Both apply asynchronously, so the loop is: fix with set_secret / edit_previewkit_config, confirm with wait_for_deploy (which streams a short log tail and tells you settled: false if the rebuild is still running so you can call it again), then re-read if it failed.
Troubleshooting
The tools do not show up. Confirm the client connected (e.g. claude mcp list) and that you completed the browser sign-in. A client that only supports STDIO needs the mcp-remote bridge shown under Other clients.
A tool says no live preview environment was found. Autonoma tears the preview down after testing, so the live-surface tools (get_deploy_status, get_endpoints, wait_for_deploy) return unavailable once it is gone. This does not mean there is nothing to inspect: get_build_logs and get_app_logs still work for a post-mortem (see below). Open the PR and let a new preview deploy if you need the live surface again.

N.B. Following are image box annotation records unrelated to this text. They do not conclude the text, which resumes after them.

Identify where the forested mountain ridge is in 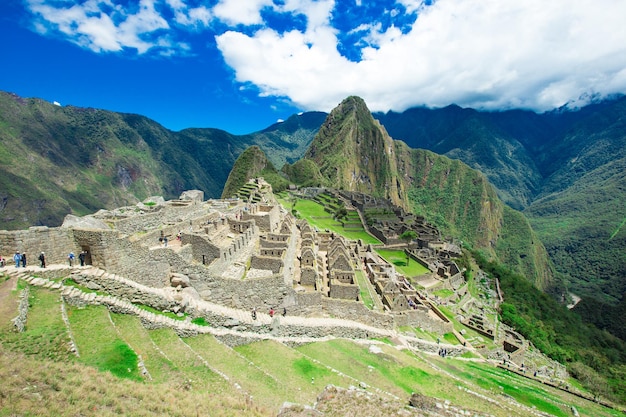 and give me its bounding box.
[374,97,626,312]
[0,89,626,316]
[0,92,325,229]
[283,97,552,288]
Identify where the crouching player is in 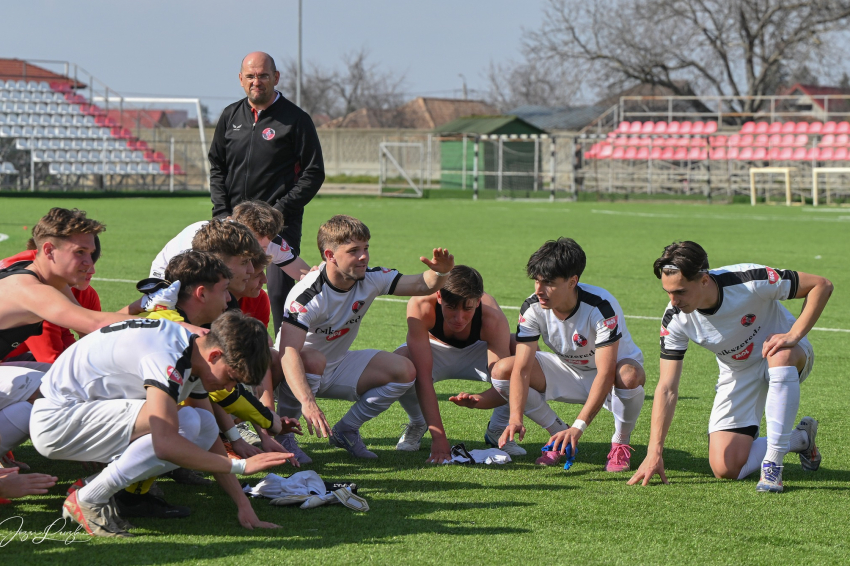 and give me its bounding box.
[629,241,832,492]
[395,265,525,463]
[456,238,646,472]
[30,312,292,537]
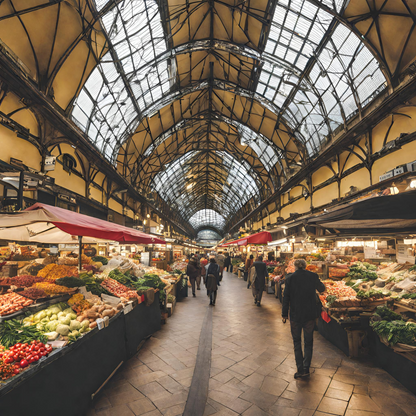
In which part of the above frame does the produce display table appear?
[176,274,188,301]
[369,330,416,394]
[0,313,126,416]
[318,317,368,358]
[124,292,161,358]
[0,293,160,416]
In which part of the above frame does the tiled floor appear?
[88,274,416,416]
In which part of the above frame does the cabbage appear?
[69,319,82,331]
[33,311,46,322]
[45,320,59,332]
[58,316,71,325]
[44,332,59,341]
[48,305,62,314]
[36,322,45,332]
[56,324,69,335]
[81,319,90,328]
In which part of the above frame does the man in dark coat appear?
[282,259,325,378]
[252,256,269,306]
[186,257,201,297]
[205,258,220,306]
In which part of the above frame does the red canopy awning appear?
[22,203,166,244]
[223,231,272,246]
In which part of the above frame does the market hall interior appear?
[87,272,416,416]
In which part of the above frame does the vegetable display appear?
[55,276,85,288]
[33,282,73,295]
[0,340,52,380]
[0,275,43,287]
[0,292,33,316]
[38,263,78,283]
[0,319,47,348]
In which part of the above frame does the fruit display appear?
[0,275,43,287]
[33,282,74,295]
[0,292,33,316]
[19,287,48,300]
[38,263,78,283]
[101,277,140,299]
[0,340,52,380]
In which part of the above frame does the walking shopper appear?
[251,256,269,306]
[205,259,220,306]
[224,253,231,272]
[215,251,225,286]
[244,254,254,289]
[186,258,200,297]
[282,259,325,378]
[199,255,208,285]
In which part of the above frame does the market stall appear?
[0,205,170,415]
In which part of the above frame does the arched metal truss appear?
[0,0,400,234]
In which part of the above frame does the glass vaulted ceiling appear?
[72,0,386,234]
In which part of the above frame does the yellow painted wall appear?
[108,198,123,214]
[372,141,416,179]
[341,168,371,197]
[89,186,104,204]
[312,182,338,208]
[0,125,42,170]
[312,166,334,187]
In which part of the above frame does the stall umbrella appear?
[0,203,166,270]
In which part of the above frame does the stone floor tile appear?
[242,373,264,389]
[129,398,156,416]
[348,394,380,412]
[269,405,300,416]
[243,404,268,416]
[292,392,322,409]
[240,388,278,411]
[260,377,289,396]
[108,389,145,406]
[153,392,188,410]
[345,409,383,416]
[208,390,252,413]
[162,403,186,416]
[318,397,348,416]
[157,376,183,393]
[105,404,135,416]
[94,395,111,410]
[353,386,368,396]
[138,381,171,401]
[129,371,166,388]
[212,370,234,384]
[325,387,351,402]
[329,380,354,393]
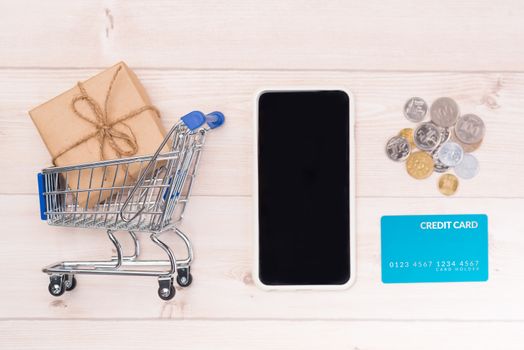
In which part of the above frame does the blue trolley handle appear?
[120,111,224,222]
[206,111,225,129]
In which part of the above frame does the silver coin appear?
[413,123,440,151]
[455,114,486,144]
[404,97,428,123]
[430,97,459,128]
[431,148,449,173]
[440,128,451,145]
[455,153,480,180]
[386,136,411,162]
[437,142,464,167]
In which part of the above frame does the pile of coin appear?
[386,97,486,196]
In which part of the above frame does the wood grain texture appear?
[0,0,524,350]
[0,195,524,321]
[0,69,524,198]
[0,320,524,350]
[0,0,524,71]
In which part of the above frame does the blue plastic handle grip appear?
[37,173,47,220]
[206,111,225,129]
[180,111,206,130]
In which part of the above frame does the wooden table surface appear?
[0,0,524,350]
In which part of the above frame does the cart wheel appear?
[158,285,176,300]
[64,275,76,292]
[47,276,66,297]
[176,272,193,287]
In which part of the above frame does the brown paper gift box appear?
[29,62,165,208]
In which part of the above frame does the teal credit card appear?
[381,214,488,283]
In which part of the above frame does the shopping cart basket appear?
[38,111,224,300]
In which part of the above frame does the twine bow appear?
[53,66,160,165]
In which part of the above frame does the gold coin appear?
[406,151,434,180]
[438,174,458,196]
[398,128,416,148]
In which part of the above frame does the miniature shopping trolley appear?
[38,111,224,300]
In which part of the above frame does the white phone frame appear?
[253,86,357,291]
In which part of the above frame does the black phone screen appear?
[257,90,352,285]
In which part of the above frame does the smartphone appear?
[253,88,356,290]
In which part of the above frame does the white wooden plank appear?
[0,69,524,198]
[0,320,524,350]
[0,0,524,71]
[0,195,524,321]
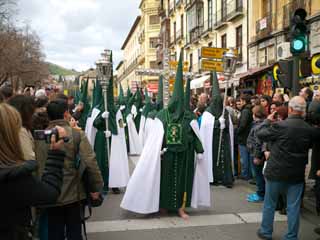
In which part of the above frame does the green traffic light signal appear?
[290,8,308,55]
[290,35,306,54]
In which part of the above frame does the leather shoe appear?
[257,230,272,240]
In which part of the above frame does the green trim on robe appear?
[157,110,203,211]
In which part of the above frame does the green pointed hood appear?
[118,83,126,106]
[142,88,153,118]
[92,81,103,108]
[79,78,91,130]
[184,78,191,111]
[156,76,163,111]
[107,52,118,135]
[207,72,223,118]
[168,53,185,122]
[134,86,143,111]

Logs from a torn-down or old preview. Build and app logs are retained for about 30 days and stay readable after the preview is torn down - so you can debug why a past deploy failed without redeploying. If the logs come back empty, the preview may never have deployed, or its logs have aged out; re-run the preview to get fresh ones.
Which pull requests can I use? Any PR in a repo you have connected to Autonoma, in an organization you belong to.